5 Sources of Income in Retirement

You’ve probably heard the saying, “It’s never too early to start preparing for retirement,” and it’s true. The sooner you start investing, the sooner you’ll be able to work on saving money to create the retirement of your dreams. However, in order to do that, you’ll want to start investing right now. Here are some simple ways to get going.

 

Traditional 401(k) and Roth 401(k)

If you’re employed, then chances are your employer offers some kind of 401(k) plan. These investment vehicles are used to help you put away part of your paycheck with the added benefit of having your boss pitch in too. While a traditional 401(k) is what companies typically offer, you may also have the option to invest in a Roth 401(k).

The difference between these two investments is that you’ll receive tax deductions from your 401(k) contributions now, but you’ll pay taxes on withdrawals. With a Roth, you don’t get upfront deductions, but the money is yours in retirement.

 

Pension

While rarer than 401(k)s, some companies still offer their employees pensions. Unfortunately, you’ll experience some form of taxes when you take distributions. This is because many pensions are funded with pre-tax money, so investors pay the taxes on the backend. However, you may be able to get some kind of break if you funded a portion with after-tax dollars. You’ll have to check with the person in charge of your plan to know whether or not this is an option for you.
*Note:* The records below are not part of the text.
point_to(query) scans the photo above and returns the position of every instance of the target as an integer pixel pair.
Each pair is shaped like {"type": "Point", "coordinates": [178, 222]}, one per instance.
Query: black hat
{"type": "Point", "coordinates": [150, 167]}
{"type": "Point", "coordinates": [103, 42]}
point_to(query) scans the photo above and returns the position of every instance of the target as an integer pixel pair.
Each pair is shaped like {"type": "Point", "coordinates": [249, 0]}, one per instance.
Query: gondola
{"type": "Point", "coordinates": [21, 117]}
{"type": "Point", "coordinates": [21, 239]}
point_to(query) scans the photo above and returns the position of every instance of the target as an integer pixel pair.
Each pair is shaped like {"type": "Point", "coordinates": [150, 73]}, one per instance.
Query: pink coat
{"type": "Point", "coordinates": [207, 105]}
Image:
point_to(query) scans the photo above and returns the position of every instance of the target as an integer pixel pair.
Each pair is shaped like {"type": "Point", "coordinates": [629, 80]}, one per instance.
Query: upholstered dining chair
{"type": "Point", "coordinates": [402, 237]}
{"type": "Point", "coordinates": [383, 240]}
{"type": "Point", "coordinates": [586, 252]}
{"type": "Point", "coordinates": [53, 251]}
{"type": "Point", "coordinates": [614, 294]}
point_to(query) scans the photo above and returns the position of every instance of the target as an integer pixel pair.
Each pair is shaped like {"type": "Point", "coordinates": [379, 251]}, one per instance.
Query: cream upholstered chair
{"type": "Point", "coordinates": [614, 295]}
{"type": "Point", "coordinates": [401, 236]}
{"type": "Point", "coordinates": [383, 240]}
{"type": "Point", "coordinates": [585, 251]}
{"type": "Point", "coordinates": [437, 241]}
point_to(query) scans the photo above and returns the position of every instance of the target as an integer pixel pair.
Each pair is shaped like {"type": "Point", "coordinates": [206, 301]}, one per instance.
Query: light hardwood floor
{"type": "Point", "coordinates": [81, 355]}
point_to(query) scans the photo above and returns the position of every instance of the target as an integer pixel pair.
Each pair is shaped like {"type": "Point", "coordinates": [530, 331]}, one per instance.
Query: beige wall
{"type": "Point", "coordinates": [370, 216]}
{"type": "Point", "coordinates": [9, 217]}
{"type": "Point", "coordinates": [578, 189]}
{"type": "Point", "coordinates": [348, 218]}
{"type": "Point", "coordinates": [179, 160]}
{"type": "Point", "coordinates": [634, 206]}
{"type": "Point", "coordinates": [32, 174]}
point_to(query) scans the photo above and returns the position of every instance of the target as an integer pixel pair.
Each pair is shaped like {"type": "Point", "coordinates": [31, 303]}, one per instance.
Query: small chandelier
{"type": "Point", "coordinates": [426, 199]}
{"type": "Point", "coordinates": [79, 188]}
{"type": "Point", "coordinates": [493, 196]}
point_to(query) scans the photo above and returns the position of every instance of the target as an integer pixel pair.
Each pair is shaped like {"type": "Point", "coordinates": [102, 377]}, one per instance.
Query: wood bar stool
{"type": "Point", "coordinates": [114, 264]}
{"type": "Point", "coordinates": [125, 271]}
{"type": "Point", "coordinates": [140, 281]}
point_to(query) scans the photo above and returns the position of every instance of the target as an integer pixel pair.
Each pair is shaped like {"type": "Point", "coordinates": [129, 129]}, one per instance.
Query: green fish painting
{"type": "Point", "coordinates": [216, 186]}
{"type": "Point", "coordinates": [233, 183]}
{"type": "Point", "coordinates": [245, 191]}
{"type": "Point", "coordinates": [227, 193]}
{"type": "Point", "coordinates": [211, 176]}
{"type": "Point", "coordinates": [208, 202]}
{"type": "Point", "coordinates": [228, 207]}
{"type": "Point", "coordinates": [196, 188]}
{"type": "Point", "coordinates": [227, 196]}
If it’s not, be sure you’ve budgeted for your taxes in retirement.

 

Traditional IRA and Roth IRA

IRAs, or Independent Retirement Accounts, are very similar to 401(k)s except that you’re the only one who contributes to them, not an employer. For this reason, they’re popular with people who don’t have a 401(k) match, don’t like their 401(k) package, or want something in addition to their 401(k).

Unlike many investments, IRAs are simple. You can contribute up to $5,500 each year until you’re 50; after that, you can contribute an extra $1,000, for a total of $6,500. This extra amount is called a “catch-up” contribution and is designed to help those who are closer to retirement age. There’s one main difference between the two main forms of IRAs: the traditional IRA will be taxed in retirement, but the Roth IRA will not. The reasoning behind this is the same as that of the traditional and Roth 401(k) plans.

 

Social Security

If you’ve been an employee in the United States, then you’ve been contributing to the Social Security system. This is designed to ensure that retirees receive some kind of monthly compensation in retirement. The catch is that Social Security isn’t usually enough to live on, so retirees need other investments, too. And there’s always the chance that you’ll have to pay high taxes on your Social Security, depending on your income.

 

Other Investments

If you’ve invested in other areas like real estate, stocks, or commodities, you’re likely going to have to pay taxes on your gains. This is one of those times when it may literally pay off to sit down with a financial planner and figure out how to save as much as you can on taxes, while still living the life you want.